06/07/2007

. . . the places you have come to fear the most *


The places you Have come to Fear the Most * *

"Buried deep as you can Dig inside yourself, And covered with A perfect shell, Such a charming Beautiful exterior. Laced with a brilliant smile And shining eyes Perfect posture But you're barely scraping by You're barely scraping by This is one time That you can't fake It hard enough to please Everyone or anyone at all. And the grave that You refuse to leave The refuge that You've built to flee The places that You have come to fear the most. Buried deep as you can Dig inside yourself, And hidden in the public eye. Such a stellar Monument to loneliness.
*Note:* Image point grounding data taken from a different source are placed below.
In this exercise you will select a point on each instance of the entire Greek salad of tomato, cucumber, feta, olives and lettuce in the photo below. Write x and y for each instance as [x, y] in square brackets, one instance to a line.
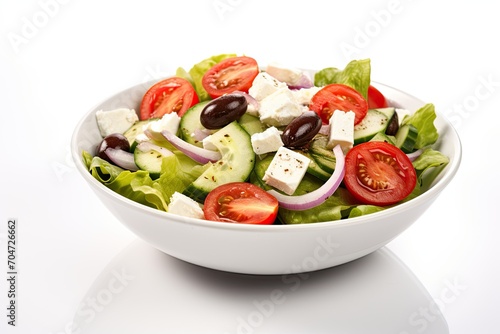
[230, 141]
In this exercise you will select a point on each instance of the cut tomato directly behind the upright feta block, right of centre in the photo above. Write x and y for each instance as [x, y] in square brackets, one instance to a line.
[338, 97]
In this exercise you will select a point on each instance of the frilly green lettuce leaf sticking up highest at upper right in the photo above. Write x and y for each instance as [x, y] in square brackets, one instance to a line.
[356, 74]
Laced with brilliant smiles And shining eyes And perfect makeup But you're barely scraping by"

I am a coward, such a coward, that I always write what I feel because I don't what to cry over these feelings - I don't want to even realize that I am living within them.
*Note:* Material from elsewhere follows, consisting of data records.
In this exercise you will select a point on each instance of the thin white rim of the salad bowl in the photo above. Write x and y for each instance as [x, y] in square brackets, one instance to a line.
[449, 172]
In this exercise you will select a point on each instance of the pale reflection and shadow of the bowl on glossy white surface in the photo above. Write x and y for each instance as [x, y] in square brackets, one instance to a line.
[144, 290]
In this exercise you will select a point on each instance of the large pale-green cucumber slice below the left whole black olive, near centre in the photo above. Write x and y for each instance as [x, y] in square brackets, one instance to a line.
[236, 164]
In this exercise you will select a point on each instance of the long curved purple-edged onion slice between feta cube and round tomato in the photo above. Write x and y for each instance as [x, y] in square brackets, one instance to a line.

I am a piece of poetry that is just telling all about the essence of sadness and fear

I am the happiest person when you are by my side
when I am able to kiss your blessed lips
when I am able to love you just in a simply sigh.
when cold turns to be a metaphor when our bodies come together
when your words are lyrics for my soul.

I am really happy . . when you are happy too.
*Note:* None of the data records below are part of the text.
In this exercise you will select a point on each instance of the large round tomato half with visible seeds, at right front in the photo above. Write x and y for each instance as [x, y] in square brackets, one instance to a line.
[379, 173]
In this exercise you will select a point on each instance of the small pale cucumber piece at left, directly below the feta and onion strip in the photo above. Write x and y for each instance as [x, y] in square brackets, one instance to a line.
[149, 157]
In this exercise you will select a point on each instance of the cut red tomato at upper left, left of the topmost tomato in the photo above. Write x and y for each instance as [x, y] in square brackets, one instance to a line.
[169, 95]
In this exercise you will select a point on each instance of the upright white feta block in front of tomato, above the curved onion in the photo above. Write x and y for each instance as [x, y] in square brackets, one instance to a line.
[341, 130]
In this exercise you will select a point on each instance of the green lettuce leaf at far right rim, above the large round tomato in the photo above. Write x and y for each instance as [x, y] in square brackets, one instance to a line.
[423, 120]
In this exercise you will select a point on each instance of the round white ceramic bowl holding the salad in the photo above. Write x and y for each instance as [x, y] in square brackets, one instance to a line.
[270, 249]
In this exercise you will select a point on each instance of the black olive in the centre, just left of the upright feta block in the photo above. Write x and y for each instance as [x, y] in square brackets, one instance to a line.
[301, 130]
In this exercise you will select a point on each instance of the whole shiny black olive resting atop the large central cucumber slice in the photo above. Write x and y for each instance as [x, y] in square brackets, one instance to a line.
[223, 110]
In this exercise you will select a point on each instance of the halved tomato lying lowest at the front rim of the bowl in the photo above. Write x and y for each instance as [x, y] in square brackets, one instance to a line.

But, what happen when you don't wanna be happy in the same way I wanna be? You start messing up my whole world at your own way, believing that you are such a magnificent artist that you are able to conquer foreign eyes just to leave them later on.
You play as you wouldn't know the rules - You play as the same way the wind plays ignoring my presence every now and then.

You are such a blind, deaf and heartless person . . .

Eyes that cannot see a poor girl who gives her life for your poetry; Ears that cannot hear myself yelling at night and heart that doesn't want to receive sincere and real love.
You are a coward, such a coward, that you always write what you feel because you don't what to cry over those feelings - You don't want to even realize that you are living within them.
Life has always treated you in the worst and hardest way, you have always cried endless salty rivers, Life has always been your worst enemy
But I just wanted to be your friend
I just wanted to simply love you twenty four seven
I just wanted to show you up in the sky the sun shining constantly
I just wanted to heal your injuries, to dry your tears once for all.
I just wanted to be part of your unique and lovely smile.

You didn't accept me - You wanted to - But you couldn't because your cowardice and fear didn't allow you to do it. And I cried you ever since you left me.

The truth is that I have never stopped loving you.